The method for labeling an image as claimed in claim 3, wherein the neural network model is trained on a plurality of images unrelated to the target object.

The method for marking an image as claimed in claim 1, wherein the second difference algorithm comprises: calculating a relative error value according to each pixel of the reconstructed image and the target image.

A method of labeling an image as claimed in claim 6, wherein the relative error value is a squared error or an absolute value error.

The method of marking an image of claim 1, wherein the pixel scale operation is a bitwise multiplication.

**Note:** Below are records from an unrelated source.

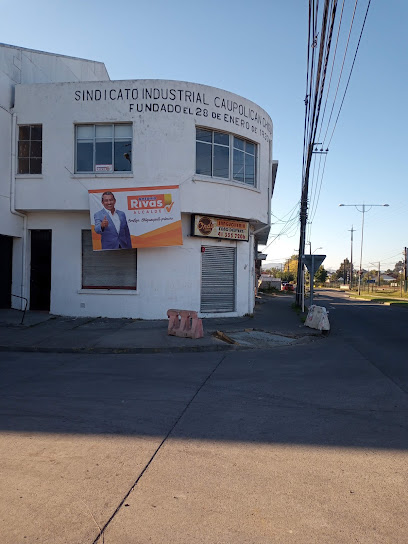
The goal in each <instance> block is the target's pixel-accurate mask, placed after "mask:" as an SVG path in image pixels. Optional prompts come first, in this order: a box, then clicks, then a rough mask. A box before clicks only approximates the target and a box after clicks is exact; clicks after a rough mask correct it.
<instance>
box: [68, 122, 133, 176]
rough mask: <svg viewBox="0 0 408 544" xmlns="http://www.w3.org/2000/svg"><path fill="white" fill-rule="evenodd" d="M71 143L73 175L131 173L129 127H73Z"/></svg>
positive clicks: (130, 159) (114, 124)
mask: <svg viewBox="0 0 408 544" xmlns="http://www.w3.org/2000/svg"><path fill="white" fill-rule="evenodd" d="M75 140H76V154H75V172H78V173H81V172H84V173H85V172H92V173H109V172H130V171H131V170H132V125H131V124H101V125H77V126H76V127H75Z"/></svg>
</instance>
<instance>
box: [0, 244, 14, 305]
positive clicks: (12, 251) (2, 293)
mask: <svg viewBox="0 0 408 544" xmlns="http://www.w3.org/2000/svg"><path fill="white" fill-rule="evenodd" d="M0 255H1V259H2V264H1V266H0V286H1V287H0V308H11V279H12V270H13V238H12V237H11V236H4V235H2V234H1V235H0Z"/></svg>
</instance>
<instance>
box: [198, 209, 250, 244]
mask: <svg viewBox="0 0 408 544" xmlns="http://www.w3.org/2000/svg"><path fill="white" fill-rule="evenodd" d="M193 235H194V236H203V237H205V238H226V239H228V240H242V241H245V242H248V240H249V222H248V221H240V220H239V219H225V218H222V217H212V216H209V215H194V216H193Z"/></svg>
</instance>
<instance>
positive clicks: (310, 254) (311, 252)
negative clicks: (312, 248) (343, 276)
mask: <svg viewBox="0 0 408 544" xmlns="http://www.w3.org/2000/svg"><path fill="white" fill-rule="evenodd" d="M306 244H308V246H309V255H311V254H312V242H306ZM318 249H323V248H322V247H318V248H316V249H315V250H314V251H313V253H314V252H315V251H317V250H318Z"/></svg>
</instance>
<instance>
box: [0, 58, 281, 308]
mask: <svg viewBox="0 0 408 544" xmlns="http://www.w3.org/2000/svg"><path fill="white" fill-rule="evenodd" d="M38 54H39V55H40V53H38ZM52 58H53V62H54V65H55V63H57V64H58V62H61V59H63V58H64V57H60V56H58V55H54V56H52ZM76 61H77V62H78V63H79V64H81V63H83V65H84V66H86V63H87V62H89V61H81V60H80V59H76ZM82 73H85V74H86V72H84V70H82ZM51 75H52V74H51ZM14 92H15V95H14V96H15V97H14V103H13V104H12V107H11V108H10V119H9V120H8V122H9V123H10V162H11V164H10V170H11V171H10V178H9V194H10V209H11V213H9V215H10V221H14V223H15V222H16V221H17V222H18V221H19V222H20V223H21V224H20V225H17V227H16V228H15V229H14V232H12V233H10V232H9V233H5V234H6V235H8V236H9V237H10V234H11V235H12V239H13V243H12V254H11V262H12V279H11V284H10V291H11V295H18V296H21V297H24V298H26V299H27V300H28V304H29V308H31V309H43V310H49V311H50V312H51V313H52V314H57V315H67V316H105V317H129V318H142V319H162V318H165V317H166V312H167V310H168V309H169V308H179V309H190V310H197V311H198V312H199V315H201V316H202V317H213V316H240V315H244V314H246V313H252V311H253V309H254V304H255V290H256V283H257V277H256V261H257V258H258V244H265V243H266V240H267V237H268V233H269V228H270V202H271V198H272V193H273V186H274V181H275V176H276V171H277V162H276V161H274V160H273V156H272V121H271V119H270V117H269V116H268V114H267V113H266V112H265V111H264V110H262V109H261V108H260V107H259V106H257V105H256V104H254V103H253V102H251V101H249V100H246V99H245V98H242V97H240V96H237V95H235V94H233V93H229V92H227V91H224V90H220V89H216V88H213V87H209V86H205V85H198V84H195V83H187V82H180V81H167V80H131V81H110V80H109V79H108V78H105V79H102V80H99V81H96V80H91V78H89V80H83V79H80V78H78V79H76V80H74V81H56V82H49V81H48V82H44V83H36V82H33V83H25V84H16V85H14ZM104 191H110V192H112V193H113V195H114V197H115V199H116V207H117V209H119V210H122V211H124V212H126V216H127V221H128V223H129V226H130V228H131V229H132V228H134V229H139V228H142V227H143V228H144V231H143V236H139V235H136V234H137V231H135V233H136V234H135V236H133V235H132V249H120V250H119V251H114V250H99V249H100V246H97V250H96V251H95V247H96V246H95V243H96V244H97V240H98V236H99V235H98V233H97V232H96V231H97V230H98V229H97V227H96V226H95V225H92V222H93V216H94V213H93V211H92V210H93V208H92V206H94V207H95V206H96V207H95V210H97V209H98V207H99V208H102V204H101V198H100V197H101V195H102V194H103V192H104ZM129 195H130V196H129ZM132 195H133V196H132ZM125 196H126V197H127V198H125ZM173 205H174V207H173ZM158 208H160V209H158ZM166 210H167V211H166ZM170 210H171V213H174V218H173V219H174V229H179V230H178V231H177V232H176V231H175V230H174V229H173V230H172V231H171V232H174V233H175V234H171V235H170V234H169V232H170V231H169V229H170V230H171V228H172V227H170V226H169V225H166V224H163V221H164V219H165V216H166V217H167V216H168V213H170ZM166 214H167V215H166ZM102 215H103V214H102ZM130 232H131V234H132V230H131V231H130ZM95 240H96V242H95ZM22 300H23V299H20V298H18V297H14V296H11V305H12V306H13V307H21V306H20V305H21V303H22V302H21V301H22Z"/></svg>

The method for marking an image as claimed in claim 1, wherein the output image is a first output image, and after the pixel scale operation is performed according to the first difference image and the second difference image to generate the output image, further comprising: : perform a binarization process on the first output image to generate a third output image and a fourth output image according to a first threshold and a second threshold, wherein the first threshold is greater than the second threshold; select the A defective block in the third output image; and according to a position corresponding to the defective block in the fourth output image, determining whether pixels around the position have defects to selectively extend the defective block.